Tras el Mundial 2026, James Rodríguez quedó libre tras la decisión del Minnesota United de prescindir de sus servicios. El volante colombiano, que llegó al club de la MLS con expectativas renovadas, acumuló minutos insuficientes para mantener el ritmo competitivo exigido por la Selección Colombia. Su rendimiento como capitán en los cinco partidos disputados contra México, Estados Unidos y Canadá fue discreto, con escasa velocidad y liderazgo notorio en el mediocampo.

La caída en su cotización refleja un patrón habitual en el fútbol de alto nivel: el pico de valor alcanzado en 2014, cuando Real Madrid pagó 80 millones de euros, contrasta con la actual valoración de Transfermarkt, fijada en 1.5 millones de euros desde junio.

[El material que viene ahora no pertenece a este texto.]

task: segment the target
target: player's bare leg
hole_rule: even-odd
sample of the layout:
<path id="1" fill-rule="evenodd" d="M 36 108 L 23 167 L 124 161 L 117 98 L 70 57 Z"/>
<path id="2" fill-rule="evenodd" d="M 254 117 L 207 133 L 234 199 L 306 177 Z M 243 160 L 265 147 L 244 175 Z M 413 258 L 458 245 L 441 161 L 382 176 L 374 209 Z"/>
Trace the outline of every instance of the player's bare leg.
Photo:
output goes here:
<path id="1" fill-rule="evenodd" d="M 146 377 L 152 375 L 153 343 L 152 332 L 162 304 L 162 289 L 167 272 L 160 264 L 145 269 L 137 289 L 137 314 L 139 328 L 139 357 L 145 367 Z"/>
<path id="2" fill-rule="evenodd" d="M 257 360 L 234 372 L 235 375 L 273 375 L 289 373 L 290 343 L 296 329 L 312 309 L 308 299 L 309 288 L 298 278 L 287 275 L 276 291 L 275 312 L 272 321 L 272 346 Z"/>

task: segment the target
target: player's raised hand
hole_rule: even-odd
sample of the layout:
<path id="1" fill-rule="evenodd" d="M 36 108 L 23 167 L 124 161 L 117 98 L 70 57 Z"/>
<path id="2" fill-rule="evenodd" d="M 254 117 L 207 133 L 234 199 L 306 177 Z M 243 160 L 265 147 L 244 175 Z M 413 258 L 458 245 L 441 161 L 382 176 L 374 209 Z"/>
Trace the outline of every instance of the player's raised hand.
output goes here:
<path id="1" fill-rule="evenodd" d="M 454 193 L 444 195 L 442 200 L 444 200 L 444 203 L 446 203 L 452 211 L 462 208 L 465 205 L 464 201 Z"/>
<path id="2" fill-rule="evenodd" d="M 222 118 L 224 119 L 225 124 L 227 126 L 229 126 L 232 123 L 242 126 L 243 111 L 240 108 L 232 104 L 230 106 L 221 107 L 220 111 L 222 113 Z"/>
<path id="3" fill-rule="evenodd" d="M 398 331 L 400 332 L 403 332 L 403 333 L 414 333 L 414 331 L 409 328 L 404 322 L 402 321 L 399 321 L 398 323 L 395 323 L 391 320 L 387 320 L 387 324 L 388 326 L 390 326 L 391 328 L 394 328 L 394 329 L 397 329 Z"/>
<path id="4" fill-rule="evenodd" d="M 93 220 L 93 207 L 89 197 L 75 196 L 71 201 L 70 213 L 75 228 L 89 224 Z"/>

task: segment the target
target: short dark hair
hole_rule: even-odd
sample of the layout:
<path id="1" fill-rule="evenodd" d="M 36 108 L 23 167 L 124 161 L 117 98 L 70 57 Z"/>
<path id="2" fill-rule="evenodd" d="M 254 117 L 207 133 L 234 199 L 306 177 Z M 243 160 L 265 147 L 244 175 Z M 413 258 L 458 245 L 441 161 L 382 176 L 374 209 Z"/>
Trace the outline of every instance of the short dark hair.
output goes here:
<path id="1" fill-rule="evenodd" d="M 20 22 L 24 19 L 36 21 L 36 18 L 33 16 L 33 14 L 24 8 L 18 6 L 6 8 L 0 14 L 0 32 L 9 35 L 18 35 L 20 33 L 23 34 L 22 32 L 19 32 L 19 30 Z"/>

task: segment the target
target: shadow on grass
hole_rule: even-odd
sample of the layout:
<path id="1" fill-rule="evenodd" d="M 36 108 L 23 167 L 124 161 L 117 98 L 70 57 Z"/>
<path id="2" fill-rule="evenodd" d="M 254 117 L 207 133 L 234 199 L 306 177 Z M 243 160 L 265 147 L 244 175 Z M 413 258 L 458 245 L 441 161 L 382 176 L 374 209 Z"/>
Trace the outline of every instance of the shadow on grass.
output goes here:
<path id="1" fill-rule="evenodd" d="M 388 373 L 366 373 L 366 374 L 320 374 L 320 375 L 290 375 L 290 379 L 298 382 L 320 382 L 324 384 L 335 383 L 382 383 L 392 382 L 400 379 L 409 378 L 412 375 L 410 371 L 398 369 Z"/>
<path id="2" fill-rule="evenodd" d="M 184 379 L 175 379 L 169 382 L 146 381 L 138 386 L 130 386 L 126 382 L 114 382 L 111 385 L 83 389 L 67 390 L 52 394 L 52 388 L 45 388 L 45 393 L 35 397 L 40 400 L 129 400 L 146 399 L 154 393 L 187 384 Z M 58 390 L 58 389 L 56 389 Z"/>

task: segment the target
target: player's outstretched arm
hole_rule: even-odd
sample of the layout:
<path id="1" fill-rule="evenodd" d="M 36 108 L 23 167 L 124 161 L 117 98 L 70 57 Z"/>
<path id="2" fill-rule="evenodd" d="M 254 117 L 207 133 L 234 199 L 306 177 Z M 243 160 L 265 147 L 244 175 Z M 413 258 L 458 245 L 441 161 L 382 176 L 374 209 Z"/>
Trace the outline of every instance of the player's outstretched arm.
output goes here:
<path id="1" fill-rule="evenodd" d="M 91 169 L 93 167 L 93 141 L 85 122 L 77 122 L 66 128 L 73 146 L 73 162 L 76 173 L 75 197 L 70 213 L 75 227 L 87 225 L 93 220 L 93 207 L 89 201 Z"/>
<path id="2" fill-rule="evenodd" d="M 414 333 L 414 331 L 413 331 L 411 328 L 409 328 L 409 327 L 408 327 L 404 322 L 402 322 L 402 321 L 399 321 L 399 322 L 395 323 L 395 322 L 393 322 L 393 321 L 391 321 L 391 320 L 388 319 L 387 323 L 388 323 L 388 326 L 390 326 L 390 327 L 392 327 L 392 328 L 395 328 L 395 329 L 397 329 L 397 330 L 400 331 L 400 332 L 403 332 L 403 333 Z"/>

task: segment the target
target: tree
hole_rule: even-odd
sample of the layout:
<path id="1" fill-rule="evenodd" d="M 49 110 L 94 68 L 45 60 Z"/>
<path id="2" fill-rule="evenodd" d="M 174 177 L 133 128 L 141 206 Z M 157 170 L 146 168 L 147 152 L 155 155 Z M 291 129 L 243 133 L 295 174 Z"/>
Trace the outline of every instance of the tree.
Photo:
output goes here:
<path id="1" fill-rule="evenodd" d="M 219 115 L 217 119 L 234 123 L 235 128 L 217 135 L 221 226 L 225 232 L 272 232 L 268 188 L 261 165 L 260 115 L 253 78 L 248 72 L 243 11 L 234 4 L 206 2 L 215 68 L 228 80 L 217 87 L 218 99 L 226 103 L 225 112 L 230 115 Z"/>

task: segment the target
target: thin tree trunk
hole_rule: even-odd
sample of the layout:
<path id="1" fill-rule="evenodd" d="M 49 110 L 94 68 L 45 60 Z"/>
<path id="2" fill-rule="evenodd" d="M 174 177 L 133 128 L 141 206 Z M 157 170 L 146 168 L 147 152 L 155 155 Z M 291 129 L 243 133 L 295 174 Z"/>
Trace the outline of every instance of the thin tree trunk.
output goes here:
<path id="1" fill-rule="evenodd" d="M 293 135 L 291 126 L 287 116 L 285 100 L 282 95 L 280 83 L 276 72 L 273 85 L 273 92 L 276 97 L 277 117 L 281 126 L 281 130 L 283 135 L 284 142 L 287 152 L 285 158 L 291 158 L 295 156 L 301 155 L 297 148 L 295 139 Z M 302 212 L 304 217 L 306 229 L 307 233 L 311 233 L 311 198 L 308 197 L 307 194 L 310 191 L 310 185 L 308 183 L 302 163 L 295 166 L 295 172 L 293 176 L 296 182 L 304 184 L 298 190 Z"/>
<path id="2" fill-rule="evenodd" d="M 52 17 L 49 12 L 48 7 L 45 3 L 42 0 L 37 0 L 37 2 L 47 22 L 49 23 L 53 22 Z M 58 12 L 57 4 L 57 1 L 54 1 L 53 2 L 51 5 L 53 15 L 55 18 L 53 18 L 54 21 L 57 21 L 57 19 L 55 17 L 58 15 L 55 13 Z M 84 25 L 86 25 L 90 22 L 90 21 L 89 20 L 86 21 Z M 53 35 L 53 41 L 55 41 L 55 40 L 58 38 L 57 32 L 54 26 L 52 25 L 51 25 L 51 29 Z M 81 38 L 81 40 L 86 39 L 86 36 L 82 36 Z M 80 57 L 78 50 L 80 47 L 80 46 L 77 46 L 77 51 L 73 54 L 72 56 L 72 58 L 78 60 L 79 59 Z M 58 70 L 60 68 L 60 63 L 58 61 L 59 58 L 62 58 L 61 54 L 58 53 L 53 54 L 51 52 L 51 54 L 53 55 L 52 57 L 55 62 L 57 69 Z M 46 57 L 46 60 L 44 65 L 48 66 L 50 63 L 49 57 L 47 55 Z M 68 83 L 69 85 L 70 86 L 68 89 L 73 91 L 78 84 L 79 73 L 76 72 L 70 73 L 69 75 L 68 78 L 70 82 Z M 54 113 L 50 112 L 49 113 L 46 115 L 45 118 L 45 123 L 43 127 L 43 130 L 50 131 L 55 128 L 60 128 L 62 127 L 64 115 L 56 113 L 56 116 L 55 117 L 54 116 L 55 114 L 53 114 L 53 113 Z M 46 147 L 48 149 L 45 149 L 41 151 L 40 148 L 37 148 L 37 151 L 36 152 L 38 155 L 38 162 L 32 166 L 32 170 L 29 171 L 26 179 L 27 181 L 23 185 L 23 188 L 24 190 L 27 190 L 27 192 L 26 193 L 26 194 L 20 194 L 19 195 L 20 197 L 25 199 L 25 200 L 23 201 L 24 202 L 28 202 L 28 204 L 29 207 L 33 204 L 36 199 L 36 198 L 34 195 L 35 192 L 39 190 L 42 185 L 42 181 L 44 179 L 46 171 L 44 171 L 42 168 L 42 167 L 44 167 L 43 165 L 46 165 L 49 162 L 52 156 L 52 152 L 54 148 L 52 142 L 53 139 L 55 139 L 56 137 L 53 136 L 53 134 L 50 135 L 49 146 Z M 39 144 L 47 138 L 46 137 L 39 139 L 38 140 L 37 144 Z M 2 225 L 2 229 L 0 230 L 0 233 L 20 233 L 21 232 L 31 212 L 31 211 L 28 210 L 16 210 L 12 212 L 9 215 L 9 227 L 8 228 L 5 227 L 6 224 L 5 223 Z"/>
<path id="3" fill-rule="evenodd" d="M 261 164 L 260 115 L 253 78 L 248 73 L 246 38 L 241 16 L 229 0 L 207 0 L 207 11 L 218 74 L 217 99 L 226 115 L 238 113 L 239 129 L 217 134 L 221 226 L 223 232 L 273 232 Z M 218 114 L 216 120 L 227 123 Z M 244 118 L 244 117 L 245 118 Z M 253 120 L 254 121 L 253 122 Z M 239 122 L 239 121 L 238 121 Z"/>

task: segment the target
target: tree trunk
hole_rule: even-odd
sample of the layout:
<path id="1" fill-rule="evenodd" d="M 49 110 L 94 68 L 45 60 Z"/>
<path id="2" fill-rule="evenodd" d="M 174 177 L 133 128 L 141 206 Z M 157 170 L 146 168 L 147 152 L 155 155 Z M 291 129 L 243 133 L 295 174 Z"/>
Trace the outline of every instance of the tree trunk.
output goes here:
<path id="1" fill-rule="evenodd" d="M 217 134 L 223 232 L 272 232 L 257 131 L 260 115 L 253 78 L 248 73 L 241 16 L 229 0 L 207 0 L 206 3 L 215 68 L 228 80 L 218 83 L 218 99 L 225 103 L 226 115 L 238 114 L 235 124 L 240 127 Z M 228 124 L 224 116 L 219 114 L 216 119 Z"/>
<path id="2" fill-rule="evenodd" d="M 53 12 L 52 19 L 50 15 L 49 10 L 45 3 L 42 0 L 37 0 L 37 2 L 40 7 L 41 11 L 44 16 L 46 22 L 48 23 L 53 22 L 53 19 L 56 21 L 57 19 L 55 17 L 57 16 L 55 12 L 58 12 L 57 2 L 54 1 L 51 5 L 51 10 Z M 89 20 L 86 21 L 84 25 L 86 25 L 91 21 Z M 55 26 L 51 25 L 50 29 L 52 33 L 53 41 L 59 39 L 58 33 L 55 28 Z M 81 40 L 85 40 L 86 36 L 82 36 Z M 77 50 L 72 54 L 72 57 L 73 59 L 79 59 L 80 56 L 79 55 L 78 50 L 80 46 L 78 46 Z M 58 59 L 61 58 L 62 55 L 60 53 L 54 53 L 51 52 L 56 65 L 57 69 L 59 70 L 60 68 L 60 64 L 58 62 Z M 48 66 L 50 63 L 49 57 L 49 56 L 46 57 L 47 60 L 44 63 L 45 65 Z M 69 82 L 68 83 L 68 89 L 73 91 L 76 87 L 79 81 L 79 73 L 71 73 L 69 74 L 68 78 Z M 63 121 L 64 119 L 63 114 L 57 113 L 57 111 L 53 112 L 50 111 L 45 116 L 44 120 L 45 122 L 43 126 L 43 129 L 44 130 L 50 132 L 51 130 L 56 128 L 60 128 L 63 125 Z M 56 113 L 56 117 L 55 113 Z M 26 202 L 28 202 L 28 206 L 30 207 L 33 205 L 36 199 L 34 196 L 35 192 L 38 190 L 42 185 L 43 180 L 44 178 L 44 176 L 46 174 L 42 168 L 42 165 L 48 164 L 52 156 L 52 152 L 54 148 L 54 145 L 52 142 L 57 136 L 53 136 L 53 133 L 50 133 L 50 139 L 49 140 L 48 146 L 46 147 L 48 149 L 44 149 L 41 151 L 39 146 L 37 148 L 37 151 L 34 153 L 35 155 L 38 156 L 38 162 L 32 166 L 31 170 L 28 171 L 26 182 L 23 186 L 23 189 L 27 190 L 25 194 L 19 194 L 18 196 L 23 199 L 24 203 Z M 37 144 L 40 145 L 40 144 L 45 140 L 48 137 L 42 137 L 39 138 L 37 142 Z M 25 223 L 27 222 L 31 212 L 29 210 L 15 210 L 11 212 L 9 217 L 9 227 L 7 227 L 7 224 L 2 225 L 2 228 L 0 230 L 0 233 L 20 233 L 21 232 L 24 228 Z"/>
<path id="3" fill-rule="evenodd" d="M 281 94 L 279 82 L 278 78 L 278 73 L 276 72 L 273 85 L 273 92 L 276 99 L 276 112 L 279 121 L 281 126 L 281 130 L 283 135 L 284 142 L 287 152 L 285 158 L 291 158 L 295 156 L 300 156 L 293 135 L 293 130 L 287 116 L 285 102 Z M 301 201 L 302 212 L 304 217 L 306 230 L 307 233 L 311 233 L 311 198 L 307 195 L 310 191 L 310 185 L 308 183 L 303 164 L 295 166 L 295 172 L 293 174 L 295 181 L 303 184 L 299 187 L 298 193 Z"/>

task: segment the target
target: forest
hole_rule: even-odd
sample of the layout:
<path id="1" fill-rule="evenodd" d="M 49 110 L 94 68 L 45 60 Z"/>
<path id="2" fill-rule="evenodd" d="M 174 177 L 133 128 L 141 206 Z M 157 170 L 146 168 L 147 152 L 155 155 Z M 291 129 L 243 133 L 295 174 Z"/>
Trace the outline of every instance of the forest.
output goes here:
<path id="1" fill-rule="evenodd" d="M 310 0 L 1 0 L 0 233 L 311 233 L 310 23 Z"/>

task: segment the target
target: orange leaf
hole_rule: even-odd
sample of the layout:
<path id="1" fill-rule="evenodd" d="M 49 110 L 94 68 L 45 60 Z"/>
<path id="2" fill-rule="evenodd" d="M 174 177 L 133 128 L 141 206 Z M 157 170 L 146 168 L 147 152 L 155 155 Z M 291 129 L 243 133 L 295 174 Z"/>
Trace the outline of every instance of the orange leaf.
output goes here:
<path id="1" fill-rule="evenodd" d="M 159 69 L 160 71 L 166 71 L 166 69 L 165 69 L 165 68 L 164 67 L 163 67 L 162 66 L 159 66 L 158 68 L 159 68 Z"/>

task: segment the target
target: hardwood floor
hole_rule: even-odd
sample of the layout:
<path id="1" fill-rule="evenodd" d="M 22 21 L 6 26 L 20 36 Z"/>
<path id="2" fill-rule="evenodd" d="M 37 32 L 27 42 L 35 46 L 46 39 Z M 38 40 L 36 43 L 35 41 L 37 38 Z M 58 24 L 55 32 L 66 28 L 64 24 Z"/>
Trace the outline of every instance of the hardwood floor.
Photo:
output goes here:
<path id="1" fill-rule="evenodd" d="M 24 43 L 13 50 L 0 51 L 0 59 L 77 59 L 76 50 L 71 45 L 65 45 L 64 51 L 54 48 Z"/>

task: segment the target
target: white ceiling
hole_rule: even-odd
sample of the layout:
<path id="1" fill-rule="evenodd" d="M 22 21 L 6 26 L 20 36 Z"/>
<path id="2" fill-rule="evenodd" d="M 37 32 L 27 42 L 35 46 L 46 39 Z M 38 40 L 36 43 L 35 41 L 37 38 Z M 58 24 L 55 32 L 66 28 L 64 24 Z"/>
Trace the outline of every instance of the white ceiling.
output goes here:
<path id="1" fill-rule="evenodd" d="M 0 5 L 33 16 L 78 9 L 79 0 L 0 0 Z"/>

A los 35 años, la falta de rodaje en la MLS anticipó el bajo impacto en la Copa del Mundo, donde la dupla esperada con Luis Díaz no se consolidó.
Búsqueda de continuidad
James ahora prioriza encontrar un club que le ofrezca minutos regulares antes de los amistosos de septiembre. Esta etapa marca un punto de inflexión objetivo: la experiencia acumulada sigue siendo un activo, pero el mercado exige evidencia actual de rendimiento físico. La trayectoria del mediocampista ilustra cómo la continuidad, más que el pasado, determina las oportunidades futuras en el fútbol profesional.